The expansion of \directlua
A call to \directlua is fully expandable; i.e. it can be used in contexts where full expansion is required, as in:
\csname\directlua{tex.print("TeX")}\endcsname
which is a somewhat convoluted way of saying \TeX. Besides, since Lua code is processed at once, things that were previously unthinkable can now be done easily. For instance, it is impossible to perform an assignment in an \edef by TeX's traditional means.
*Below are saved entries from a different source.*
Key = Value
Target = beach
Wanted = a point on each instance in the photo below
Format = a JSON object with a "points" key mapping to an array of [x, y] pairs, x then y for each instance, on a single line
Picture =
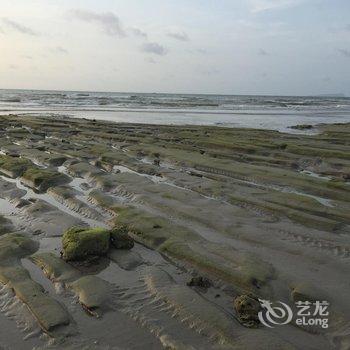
{"points": [[220, 217]]}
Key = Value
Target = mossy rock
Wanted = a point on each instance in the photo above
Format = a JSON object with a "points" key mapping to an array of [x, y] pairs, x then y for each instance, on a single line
{"points": [[80, 242], [5, 225], [14, 246], [247, 308], [13, 166], [120, 238]]}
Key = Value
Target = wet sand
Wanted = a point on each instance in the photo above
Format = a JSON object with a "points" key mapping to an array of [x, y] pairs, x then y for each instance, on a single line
{"points": [[257, 212]]}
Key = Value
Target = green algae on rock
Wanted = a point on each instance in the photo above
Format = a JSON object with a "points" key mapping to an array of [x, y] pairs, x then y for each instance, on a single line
{"points": [[13, 166], [120, 238], [49, 312], [247, 308], [80, 242]]}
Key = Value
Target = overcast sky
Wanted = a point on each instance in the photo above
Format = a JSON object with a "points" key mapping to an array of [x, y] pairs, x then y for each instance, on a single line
{"points": [[195, 46]]}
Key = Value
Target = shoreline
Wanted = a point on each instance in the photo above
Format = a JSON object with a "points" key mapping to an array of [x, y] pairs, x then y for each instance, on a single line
{"points": [[255, 211]]}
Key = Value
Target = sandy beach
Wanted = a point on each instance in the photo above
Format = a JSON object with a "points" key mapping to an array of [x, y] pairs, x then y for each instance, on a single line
{"points": [[217, 218]]}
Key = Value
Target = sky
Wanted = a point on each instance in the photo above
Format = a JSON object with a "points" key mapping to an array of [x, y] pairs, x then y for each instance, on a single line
{"points": [[279, 47]]}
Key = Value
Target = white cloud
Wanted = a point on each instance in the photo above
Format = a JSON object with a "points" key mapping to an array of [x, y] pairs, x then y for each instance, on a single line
{"points": [[18, 27], [138, 32], [154, 48], [108, 21], [182, 36], [267, 5]]}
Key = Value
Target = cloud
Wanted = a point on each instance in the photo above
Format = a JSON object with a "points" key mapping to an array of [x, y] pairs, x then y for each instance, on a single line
{"points": [[150, 60], [344, 52], [18, 27], [138, 32], [182, 36], [108, 21], [59, 49], [262, 52], [154, 48], [257, 6]]}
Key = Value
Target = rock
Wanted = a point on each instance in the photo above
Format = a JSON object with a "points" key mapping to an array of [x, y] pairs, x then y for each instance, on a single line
{"points": [[302, 127], [199, 281], [80, 242], [120, 238], [20, 203], [48, 311], [13, 166], [247, 309]]}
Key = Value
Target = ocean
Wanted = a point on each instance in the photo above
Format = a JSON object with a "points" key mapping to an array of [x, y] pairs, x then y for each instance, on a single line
{"points": [[267, 112]]}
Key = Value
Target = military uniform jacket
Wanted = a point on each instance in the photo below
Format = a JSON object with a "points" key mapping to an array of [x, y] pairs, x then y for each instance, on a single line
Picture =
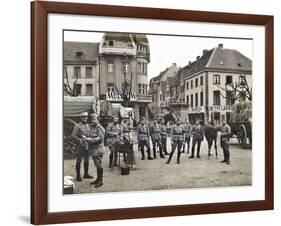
{"points": [[113, 133], [163, 131], [187, 130], [177, 133], [155, 132], [143, 132], [197, 132], [225, 132], [125, 132], [79, 130], [96, 146]]}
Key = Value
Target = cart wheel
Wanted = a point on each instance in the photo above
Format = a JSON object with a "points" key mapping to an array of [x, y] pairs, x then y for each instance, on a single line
{"points": [[242, 135]]}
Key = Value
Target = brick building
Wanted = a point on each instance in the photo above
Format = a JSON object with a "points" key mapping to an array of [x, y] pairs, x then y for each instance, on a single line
{"points": [[81, 68]]}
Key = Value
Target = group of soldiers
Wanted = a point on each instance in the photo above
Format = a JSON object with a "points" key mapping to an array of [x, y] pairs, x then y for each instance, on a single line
{"points": [[181, 135], [89, 137]]}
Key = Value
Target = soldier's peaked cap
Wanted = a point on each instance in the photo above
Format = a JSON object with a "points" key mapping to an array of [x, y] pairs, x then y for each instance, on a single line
{"points": [[84, 114]]}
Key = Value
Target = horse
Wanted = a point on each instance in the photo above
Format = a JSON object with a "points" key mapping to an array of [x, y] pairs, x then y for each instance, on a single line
{"points": [[211, 135]]}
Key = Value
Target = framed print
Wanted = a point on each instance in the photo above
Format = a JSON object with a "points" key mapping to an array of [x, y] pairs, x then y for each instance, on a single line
{"points": [[147, 112]]}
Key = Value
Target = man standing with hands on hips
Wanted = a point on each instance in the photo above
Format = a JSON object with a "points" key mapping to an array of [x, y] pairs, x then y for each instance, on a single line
{"points": [[96, 148], [81, 131], [225, 136]]}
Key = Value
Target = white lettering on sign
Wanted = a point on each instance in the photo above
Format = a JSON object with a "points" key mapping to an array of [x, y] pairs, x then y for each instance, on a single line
{"points": [[196, 109], [219, 108], [116, 96]]}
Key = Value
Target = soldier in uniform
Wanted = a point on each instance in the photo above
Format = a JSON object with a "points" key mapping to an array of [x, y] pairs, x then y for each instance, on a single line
{"points": [[156, 138], [81, 131], [143, 138], [187, 133], [225, 136], [96, 148], [197, 137], [163, 133], [113, 134], [177, 139]]}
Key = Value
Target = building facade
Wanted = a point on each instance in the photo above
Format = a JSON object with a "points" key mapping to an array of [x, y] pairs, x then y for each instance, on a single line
{"points": [[208, 83], [123, 61], [201, 89], [81, 70], [158, 90]]}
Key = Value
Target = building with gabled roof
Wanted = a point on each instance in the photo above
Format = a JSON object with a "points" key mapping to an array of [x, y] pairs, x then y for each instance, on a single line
{"points": [[158, 90], [207, 80], [81, 71]]}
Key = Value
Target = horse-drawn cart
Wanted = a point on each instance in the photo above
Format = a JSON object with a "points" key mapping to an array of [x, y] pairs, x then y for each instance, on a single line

I.e. the following:
\edef\macro{\count1=5}
defines \macro as \count1=5 but doesn't perform the assignment (the \edef does nothing more than a simple \def). After the definition, the value of \count1 hasn't changed. The same is not true, though, if such an assigment is made with Lua code. The following:
\edef\macro{\directlua{tex.count[1] = 5}}
defines \macro emptily (since nothing remains after \directlua has been processed) and sets count 1 to 5. Since such a behavior is totally unexpected in normal TeX, one should be wary when using \directlua in such contexts.